|Atlas cedar (Ifrane, Morocco)|
C. libani subsp. atlantica (Endl.) Batt. & Trab.
Cedrus atlantica, the Atlas cedar, is a species of tree in the pine family Pinaceae, native to the Atlas Mountains of Morocco (Middle Atlas, High Atlas), to the Rif, and to the Tell Atlas in Algeria. A majority of the modern sources treat it as a distinct species Cedrus atlantica, but some sources consider it a subspecies of Lebanon cedar (C. libani subsp. atlantica).
Fully grown, Atlas cedar is a large coniferous evergreen tree, 30 to 35 m (98 to 115 ft) (rarely 40 m) tall, with a trunk diameter of 1.5 to 2 m (4.9 to 6.6 ft). It is very similar in all characters to the other varieties of Lebanon cedar; differences are hard to discern. The mean cone size tends to be somewhat smaller (although recorded to 12 cm, only rarely over 9 cm long, compared to up to 10 cm in C. brevifolia, and 12 cm in C. libani), though with considerable overlap (all can be as short as 6 cm). The Cedrus atlantica leaf length (10–25 mm) is similar that of C. libani subsp. stenocoma, on average longer than C. brevifolia and shorter than C. libani subsp. libani, but again with considerable overlap.

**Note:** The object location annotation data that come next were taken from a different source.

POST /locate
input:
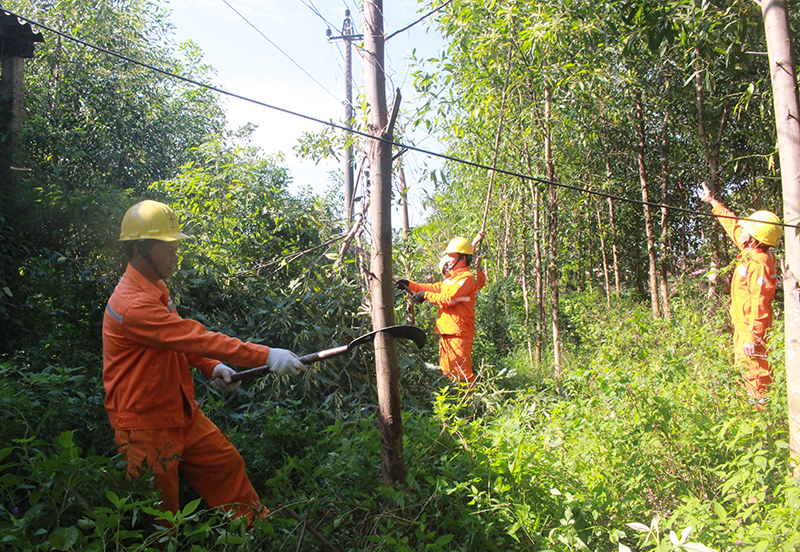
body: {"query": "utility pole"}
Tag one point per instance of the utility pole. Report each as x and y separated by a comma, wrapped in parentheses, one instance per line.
(349, 111)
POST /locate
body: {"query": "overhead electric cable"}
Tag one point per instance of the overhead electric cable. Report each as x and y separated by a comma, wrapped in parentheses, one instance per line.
(376, 137)
(280, 50)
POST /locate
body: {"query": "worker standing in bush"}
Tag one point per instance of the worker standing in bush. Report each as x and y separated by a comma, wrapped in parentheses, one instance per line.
(455, 297)
(752, 288)
(147, 353)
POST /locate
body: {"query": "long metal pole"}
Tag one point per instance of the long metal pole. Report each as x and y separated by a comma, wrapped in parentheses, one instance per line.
(347, 31)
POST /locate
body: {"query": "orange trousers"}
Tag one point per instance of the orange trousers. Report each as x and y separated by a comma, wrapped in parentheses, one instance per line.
(209, 462)
(759, 373)
(455, 357)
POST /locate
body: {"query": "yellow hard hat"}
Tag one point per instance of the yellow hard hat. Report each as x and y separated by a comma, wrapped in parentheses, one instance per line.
(150, 220)
(764, 226)
(460, 245)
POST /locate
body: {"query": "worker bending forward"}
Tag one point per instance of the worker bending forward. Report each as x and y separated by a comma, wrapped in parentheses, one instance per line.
(147, 353)
(752, 288)
(455, 297)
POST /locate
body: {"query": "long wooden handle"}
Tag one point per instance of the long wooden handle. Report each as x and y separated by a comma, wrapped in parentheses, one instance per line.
(306, 359)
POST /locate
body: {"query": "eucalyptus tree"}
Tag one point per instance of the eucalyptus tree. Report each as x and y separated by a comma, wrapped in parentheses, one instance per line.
(783, 73)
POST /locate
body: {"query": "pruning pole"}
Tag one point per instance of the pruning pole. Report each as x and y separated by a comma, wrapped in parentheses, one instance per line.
(496, 143)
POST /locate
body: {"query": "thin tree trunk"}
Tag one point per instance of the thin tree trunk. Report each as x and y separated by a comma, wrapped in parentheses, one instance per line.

Atlas cedar form forests on mountainsides at 1,370 to 2,200 m (4,490 to 7,220 ft), often in pure forests, or mixed with Algerian fir - Abies numidica, Juniperus oxycedrus, holm oak - Quercus ilex, and Acer opalus. These forests can provide habitat for the endangered Barbary macaque (Macaca sylvanus), a primate that had a prehistorically much wider distribution in northern Morocco and Algeria.

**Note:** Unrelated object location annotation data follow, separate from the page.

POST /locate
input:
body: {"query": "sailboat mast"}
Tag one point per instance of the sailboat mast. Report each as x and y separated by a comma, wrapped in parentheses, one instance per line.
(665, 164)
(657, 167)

Currently, Morocco has the highest total surface of Atlas cedar in the world, and it forms vast forests in the humid zones of the country, around the Middle-Atlas range, the oriental and Northern High-Atlas range, and in the Western and Central Rif mountain range. The current total area is around 163,000 hectares, of which around 115,000 hectares (80%) are situated in the Middle-Atlas mountains. The species is in danger from human use, wood harvesting and fires. Data that go back to 1927 show higher number of Atlas cedars (more than 150,000 hectares) in the Middle-Atlas mountains only. The Rif mountains had one of the largest cedar forests in the past, but forests nowadays are much smaller, 15% of the total cedar forests in Morocco. Recently massive reforestation campaigns have taken place in the region of Ifrane Province.

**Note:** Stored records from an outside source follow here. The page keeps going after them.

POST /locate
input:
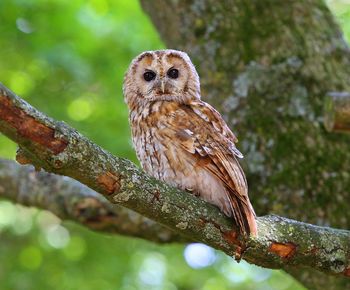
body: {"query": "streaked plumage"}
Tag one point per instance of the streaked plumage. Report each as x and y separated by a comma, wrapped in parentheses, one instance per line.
(182, 140)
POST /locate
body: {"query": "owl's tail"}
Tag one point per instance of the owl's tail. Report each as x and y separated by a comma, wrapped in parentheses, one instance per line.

In Algeria, the Atlas cedar has been in significant decline. According to data from 1966 the species inhabited 23,000 hectares, forming forests around the Djurdjura Mountains in Kabylie and Aures Mountains. However, it is expected that it currently inhabits fewer than 15,000 hectares owing to extensive fires and human use.
Cultivation and uses
C. atlantica is common in cultivation as an ornamental tree in temperate climates. In garden settings, often the glaucous forms are planted as ornamental trees, distinguished as the Glauca group, a cultivar group. Also, fastigiate, pendulous, and golden-leaf forms are in cultivation. The Atlas cedar is useful in cultivation because it is more tolerant of dry and hot conditions than most conifers.
Many of the cultivated trees have glaucous (bluish) foliage, more downy shoots, and can have more leaves in each whorl; young trees in cultivation often have more ascending branches than many cultivated C. atlantica specimens.
An Atlas cedar is planted at the White House South Lawn in Washington, DC. President Carter ordered a tree house built within the cedar for his daughter Amy. The wooden structure was designed by the President himself, and is self-supporting so as not to cause damage to the tree.